I believe this mindset is the problem:
```
The activity of writing test-first is a cash flow balancing activity that you perform to trade future risk for current time and focus. I believe this is the primary trade-off that non-practitioners object to
```
To me, there is no trading off going on. When I write code, I will test the code. If I test it manually, then I will have to repeat the testing process every time I make changes. If I write code to test the code once, then the code will test the code every time. With TDD, I write the tests upfront. To me the actual benefit with TDD is not that it requires me to write tests. Writing tests is completely for the sake of writing code. TDD is about having clarity while writing code. It gives me the avenue to take moment & think about what I am going to do next, to define the parameters, to define the possible outputs, the implementation details. That is what TDD is fundamentally doing. If you are not following TDD, you will write the same tests for a given function, in which you will test all the control paths/inputs/outputs of the function. But, with TDD, instead of figuring out what needs to be done while writing the code, you think about the implementation upfront. Last bit: TDD helps me solve the problem before I began to code it.

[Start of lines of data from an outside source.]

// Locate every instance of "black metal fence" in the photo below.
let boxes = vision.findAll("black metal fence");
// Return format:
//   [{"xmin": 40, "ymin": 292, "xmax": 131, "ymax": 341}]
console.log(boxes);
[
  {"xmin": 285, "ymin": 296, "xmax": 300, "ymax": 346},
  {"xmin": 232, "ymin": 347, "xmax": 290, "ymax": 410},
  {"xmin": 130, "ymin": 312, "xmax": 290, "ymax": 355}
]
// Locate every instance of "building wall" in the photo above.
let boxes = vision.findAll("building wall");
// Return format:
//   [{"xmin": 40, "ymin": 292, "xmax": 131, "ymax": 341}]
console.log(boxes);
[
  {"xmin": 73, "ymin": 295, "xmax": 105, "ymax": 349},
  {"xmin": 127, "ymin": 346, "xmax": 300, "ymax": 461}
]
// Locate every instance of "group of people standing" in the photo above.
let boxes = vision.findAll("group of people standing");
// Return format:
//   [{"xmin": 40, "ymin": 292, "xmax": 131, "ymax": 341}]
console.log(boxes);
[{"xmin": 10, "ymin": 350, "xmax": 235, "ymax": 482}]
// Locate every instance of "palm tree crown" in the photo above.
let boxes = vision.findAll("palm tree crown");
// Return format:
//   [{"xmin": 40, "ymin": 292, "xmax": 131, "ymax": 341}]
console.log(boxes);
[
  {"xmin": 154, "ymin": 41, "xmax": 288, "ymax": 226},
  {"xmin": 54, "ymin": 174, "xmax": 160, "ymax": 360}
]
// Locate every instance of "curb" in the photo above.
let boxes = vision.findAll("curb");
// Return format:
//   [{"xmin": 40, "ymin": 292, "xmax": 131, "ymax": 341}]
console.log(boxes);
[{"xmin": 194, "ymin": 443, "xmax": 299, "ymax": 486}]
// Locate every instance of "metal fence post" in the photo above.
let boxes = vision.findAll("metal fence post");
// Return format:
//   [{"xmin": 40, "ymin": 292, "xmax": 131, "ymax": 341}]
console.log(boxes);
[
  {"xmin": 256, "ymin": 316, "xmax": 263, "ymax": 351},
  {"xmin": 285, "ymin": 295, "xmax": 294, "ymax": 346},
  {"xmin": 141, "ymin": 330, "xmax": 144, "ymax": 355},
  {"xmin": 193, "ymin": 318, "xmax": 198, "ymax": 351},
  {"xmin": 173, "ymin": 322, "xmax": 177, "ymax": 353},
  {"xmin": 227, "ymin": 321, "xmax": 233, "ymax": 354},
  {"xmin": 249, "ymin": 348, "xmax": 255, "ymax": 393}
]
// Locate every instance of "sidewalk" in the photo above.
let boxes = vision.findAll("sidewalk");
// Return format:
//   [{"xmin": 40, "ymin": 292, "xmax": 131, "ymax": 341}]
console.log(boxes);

I think that TDD is very underestimated. Is no silver bullet, as everything, but 90% of time is the best choice. And the main reason is the most underestimated skill you develop with TDD: baby steps. Become used to commit small pieces of advancement each minute or so totally changed my mindset. Benefits in productivity, but it becomes a new mindset - and it enables CI and TBD with more ease. So yes, TDD makes you more profitable for the company, in the end 🙂
And for those thinking “I can do baby steps without TDD” - good luck doing that without the TDD cycle supporting.